That Archie Shepp’s newest iteration of this striking song cycle arrives in the wake of the death of LeRoi Jones (known later as Imamu Amiri Baraka) is fitting: Shepp, after a memorable stint with John Coltrane, made his earliest impact mixing jazz with the kind of protest narratives long associated with poets like Jones. Attica Blues Orchestra Live: I Hear the Sound reminds us that music — and verse — can be uncomfortable, challenging, outside of our every-day sphere.
Shepp’s intial take (simply called Attica Blues) arrived in 1972, not long after a multi-ethnic prison riot over crushing living conditions turned deadly — sparking a brief but unsuccessful coverup. Inmates, at one point, controlled a portion of Attica State in 1971, holding 33 hostages that included guards and some civilian employees. Then-New York Gov. Nelson Rockfeller’s decision to retake the correctional facility by force, however, an action that ended up costing 39 people their lives as state troopers killed 29 prisoners and 10 of the hostages. That fact only came to light later, after the administration initially tried to blame the deaths on the rioters.
Shepp’s flair for the dramatic — he is also a playwright, and has written some interesting music for the stage — added untold depths of color and meaning to this story through words and song. Still, other than a subsequent 1979 performance, Attica Blues has remained dormant. That is, until now, with the January 14, 2014 release of Attica Blues Orchestra Live: I Hear the Sound via Harmonia Mundi.
In a reminder that the original protest included blacks, Latinos and whites, Shepp gathered an international band of collaborators to reanimate this turbulent, still-resonant narrative, including Reggie Washington, Stephane Beimondo, Ambrose Akinmusire, Jimmy Owens, Francois Theberge, Cecile McLorin-Salvant and Marion Rampal, among others. They dig deeper into the latent emotion-laden blues of the piece, telegraphed in the album title, balanced here against Shepp’s penchant for sputteringly surprising, passionately sudden agitprop. There is, in particular in the vocal stylings of McLorin-Salvant and Rampal, a lyricism that works in perfect tandem with the album’s serrated avant-garde edges.

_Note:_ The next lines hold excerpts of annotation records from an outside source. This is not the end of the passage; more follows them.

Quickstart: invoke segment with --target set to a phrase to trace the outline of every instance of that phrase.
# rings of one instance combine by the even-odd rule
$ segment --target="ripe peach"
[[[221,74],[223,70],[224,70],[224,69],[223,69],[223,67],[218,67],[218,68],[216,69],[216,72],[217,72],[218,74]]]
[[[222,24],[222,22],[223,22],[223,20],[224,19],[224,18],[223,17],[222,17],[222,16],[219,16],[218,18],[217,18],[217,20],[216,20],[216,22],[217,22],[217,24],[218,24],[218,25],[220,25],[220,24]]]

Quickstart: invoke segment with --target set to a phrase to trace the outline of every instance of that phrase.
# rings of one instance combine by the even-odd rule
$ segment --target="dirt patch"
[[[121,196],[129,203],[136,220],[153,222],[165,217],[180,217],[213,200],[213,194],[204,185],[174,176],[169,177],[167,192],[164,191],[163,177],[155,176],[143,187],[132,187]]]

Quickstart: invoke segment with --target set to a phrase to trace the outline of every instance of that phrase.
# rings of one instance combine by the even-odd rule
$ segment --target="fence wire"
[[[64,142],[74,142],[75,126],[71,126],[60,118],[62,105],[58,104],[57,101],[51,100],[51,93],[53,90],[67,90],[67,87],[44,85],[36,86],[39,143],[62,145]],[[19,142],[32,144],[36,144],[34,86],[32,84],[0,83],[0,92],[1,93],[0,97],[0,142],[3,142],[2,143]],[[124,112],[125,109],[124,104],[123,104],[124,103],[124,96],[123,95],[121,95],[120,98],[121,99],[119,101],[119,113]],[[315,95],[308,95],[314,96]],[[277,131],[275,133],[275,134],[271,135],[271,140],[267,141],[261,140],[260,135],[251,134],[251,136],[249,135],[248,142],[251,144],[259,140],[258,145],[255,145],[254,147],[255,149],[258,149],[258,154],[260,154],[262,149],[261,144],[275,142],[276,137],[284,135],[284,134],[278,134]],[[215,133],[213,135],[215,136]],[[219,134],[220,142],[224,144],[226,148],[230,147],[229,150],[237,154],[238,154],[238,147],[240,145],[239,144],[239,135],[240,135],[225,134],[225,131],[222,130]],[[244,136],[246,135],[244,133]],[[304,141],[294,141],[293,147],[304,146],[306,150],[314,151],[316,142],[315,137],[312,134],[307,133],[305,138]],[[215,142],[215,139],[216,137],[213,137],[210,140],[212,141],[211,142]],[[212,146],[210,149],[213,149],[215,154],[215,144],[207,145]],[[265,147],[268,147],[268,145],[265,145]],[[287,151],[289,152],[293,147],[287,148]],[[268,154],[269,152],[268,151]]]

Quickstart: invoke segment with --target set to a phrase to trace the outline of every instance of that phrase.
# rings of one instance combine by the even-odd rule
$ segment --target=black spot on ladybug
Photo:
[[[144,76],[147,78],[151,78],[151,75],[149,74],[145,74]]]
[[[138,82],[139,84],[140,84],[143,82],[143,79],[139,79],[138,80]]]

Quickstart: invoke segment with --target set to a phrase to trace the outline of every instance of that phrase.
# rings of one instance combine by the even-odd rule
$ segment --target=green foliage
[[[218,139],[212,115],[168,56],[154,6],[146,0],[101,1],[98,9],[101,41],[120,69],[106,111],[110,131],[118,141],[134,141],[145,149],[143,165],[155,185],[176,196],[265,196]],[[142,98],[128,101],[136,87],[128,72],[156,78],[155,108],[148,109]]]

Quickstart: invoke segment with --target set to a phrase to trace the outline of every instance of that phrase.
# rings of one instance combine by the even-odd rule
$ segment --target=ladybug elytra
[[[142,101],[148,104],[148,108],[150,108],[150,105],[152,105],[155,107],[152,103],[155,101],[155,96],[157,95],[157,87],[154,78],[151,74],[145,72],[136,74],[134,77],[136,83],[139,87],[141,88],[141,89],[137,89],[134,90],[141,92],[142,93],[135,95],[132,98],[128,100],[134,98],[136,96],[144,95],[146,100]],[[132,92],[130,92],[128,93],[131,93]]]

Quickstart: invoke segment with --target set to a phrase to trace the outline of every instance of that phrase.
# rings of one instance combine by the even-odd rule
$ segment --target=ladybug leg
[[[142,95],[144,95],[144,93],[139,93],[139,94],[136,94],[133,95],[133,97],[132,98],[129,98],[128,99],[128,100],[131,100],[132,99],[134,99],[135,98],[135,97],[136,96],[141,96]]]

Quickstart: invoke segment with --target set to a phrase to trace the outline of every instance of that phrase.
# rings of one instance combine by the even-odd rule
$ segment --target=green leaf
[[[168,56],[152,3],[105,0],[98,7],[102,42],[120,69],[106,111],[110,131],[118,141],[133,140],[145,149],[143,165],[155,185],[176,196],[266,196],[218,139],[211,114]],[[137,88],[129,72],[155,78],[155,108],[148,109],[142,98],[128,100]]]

The results convey the complexity of this awful moment in a way that still connects decades later — even as Attica Blues Orchestra Live: I Hear the Sound underscores just how much Shepp did away from celebrated contributions during Trane’s Love Supreme sessions and on Ascension.
More than just a potent sideman or even a leading proponent of the New Thing, Shepp was — and is — a voice for advancing the idea of what jazz could and can be, a voice for change, a voice for the ages. Somewhere, Amiri Baraka is smiling.